The Planetary Computer: putting global-scale geospatial data to work for environmental sustainability
Webinar Speaker: Dan Morris, Microsoft AI for Earth, USA
About the Webinar
Environmental science depends on large geospatial data sets, particularly remotely-sensed imagery and climate forecast data. However, conservation practitioners and environmental policy-makers are often unable to use this type of data at a global scale, due to the niche expertise required in both geospatial analysis and distributed computing. Microsoft’s Planetary Computer aims to reduce this friction – and to put large geospatial data to work for sustainability – by combining a multi-petabyte data catalog, a set of APIs for querying and processing data from that catalog, and a managed data science environment that allows users to scale their analyses without worrying about computing infrastructure. This talk will include an overview of the Planetary Computer platform, as well as a discussion of some of the applications that our partners are building that put the platform to work for environmental sustainability and conservation decision-making.

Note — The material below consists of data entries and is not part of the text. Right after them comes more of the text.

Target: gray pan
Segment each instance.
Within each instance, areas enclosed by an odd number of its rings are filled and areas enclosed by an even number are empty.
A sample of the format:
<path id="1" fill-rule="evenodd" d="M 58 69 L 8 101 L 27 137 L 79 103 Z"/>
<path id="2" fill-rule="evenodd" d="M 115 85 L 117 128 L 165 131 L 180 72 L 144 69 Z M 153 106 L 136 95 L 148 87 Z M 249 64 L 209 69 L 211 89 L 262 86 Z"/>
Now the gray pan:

Dan Morris is a Principal Scientist with Microsoft’s AI for Earth program, focused on accelerating innovation at the intersection of machine learning and environmental sustainability, particularly through the Planetary Computer platform. When he’s not moving geospatial data around on the cloud, his work includes computer vision applications in wildlife conservation, for example the AI for Earth Camera Trap Image Processing API. Prior to joining AI for Earth, he worked in Microsoft’s Medical Devices Group, developing signal processing and machine learning techniques for cardiovascular health monitoring, along with earlier work on signal processing and machine learning for input systems, making medical information more useful to hospital patients, automatic exercise analysis from wearable sensors, and generating musical accompaniment for vocal melodies (the “Songsmith” project). Before coming to Microsoft, he studied neuroscience at Brown, and developed brain-computer interfaces for research and clinical environments. His PhD work at Stanford focused on haptics and physical simulation for virtual surgery.